To be quite frank with the noble Lord—I am sorry that he did not hear—I said I was quite sure about Ceylon. I think he will agree about that. I explained that, but I told my noble friend that I had not actually checked the position of India before independence with the wording of the Act.


I am glad that we have cleared up the point about India, because that may be a little confusing; and often eminent jurists such as the Lord Chancellor are quoted. This is a very difficult matter, as he has indicated, and we do not want any misunderstanding to come in. Of course, naturally we accept what he says on the legal position. We should not think of doing otherwise. So we come back now to where we were before the noble Earl, Lord Swinton, spoke last Thursday. Perhaps we can go on from there and realise that no compromise is possible.

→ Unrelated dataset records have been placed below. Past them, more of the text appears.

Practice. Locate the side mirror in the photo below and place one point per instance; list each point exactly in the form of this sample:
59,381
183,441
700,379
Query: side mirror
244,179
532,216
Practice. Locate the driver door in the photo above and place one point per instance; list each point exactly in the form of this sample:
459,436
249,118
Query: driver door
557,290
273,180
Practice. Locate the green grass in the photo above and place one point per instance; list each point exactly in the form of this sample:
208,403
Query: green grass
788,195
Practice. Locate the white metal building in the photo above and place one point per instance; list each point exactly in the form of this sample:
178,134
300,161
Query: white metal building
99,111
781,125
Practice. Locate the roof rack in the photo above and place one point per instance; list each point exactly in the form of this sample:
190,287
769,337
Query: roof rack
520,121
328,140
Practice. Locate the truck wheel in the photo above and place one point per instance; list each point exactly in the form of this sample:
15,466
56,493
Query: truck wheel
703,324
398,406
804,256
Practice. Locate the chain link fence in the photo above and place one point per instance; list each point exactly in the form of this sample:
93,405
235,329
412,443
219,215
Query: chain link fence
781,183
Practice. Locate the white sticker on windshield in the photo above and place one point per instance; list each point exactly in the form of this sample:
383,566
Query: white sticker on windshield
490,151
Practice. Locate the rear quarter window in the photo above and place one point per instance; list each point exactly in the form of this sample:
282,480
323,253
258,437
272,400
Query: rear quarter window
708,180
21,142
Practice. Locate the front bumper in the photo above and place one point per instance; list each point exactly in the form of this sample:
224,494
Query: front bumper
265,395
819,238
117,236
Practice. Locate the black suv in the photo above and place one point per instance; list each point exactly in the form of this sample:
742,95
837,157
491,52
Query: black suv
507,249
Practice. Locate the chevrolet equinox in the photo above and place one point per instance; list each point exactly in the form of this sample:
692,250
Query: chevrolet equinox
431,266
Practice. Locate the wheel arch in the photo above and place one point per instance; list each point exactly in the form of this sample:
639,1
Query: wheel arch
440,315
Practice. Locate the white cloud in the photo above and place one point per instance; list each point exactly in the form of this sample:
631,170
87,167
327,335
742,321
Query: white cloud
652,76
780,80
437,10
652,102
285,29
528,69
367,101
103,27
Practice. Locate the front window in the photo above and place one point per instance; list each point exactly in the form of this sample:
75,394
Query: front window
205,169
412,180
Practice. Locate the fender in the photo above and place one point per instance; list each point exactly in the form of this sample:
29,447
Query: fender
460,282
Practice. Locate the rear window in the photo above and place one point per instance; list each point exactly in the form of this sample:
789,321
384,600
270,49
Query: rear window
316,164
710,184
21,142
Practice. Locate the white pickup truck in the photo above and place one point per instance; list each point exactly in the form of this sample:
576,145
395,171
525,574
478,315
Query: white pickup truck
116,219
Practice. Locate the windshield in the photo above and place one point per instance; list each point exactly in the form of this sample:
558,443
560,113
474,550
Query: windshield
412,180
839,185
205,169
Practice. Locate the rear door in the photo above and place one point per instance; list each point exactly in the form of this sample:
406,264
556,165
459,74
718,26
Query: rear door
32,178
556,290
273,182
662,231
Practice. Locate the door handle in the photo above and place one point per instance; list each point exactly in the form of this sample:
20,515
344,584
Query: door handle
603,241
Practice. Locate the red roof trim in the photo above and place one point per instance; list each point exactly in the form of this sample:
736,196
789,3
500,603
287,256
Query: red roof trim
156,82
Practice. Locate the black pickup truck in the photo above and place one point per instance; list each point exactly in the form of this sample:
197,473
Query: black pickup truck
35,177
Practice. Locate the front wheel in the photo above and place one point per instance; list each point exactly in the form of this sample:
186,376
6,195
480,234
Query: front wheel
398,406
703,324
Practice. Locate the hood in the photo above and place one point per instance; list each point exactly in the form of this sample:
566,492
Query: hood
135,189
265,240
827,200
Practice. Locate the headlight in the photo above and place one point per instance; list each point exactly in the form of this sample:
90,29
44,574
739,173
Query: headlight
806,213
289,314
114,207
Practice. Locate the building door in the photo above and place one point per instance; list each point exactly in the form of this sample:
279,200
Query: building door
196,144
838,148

The article in The Times, to which my noble Leader, Lord Alexander of Hillsborough, has referred, indicates two things. The first is, as I have often mentioned to your Lordships in this House, that colonial affairs debates in this House receive wide publicity in colonial territories and are widely quoted. The House has, of course, justifiably and justly, a very high reputation in colonial affairs. The fact that we do not see colonial affairs reported at great length in the English papers does not mean that they are not quoted at great length in colonial papers; and often they are. I have no doubt that, as The Times to-day says, in Ghana great interest is being taken in our speeches here on Second Reading and on Committee stage, and that they are looking forward with anticipation to our debate to-day. They are also looking forward, no doubt, to the fact that in our debate to-day we shall grant them what they want: that is to say, that this clause shall be deleted from the Bill. Ghana reactions are, as I have been told, quite apart from this article in The Times, very unfavourable to the retention of this clause.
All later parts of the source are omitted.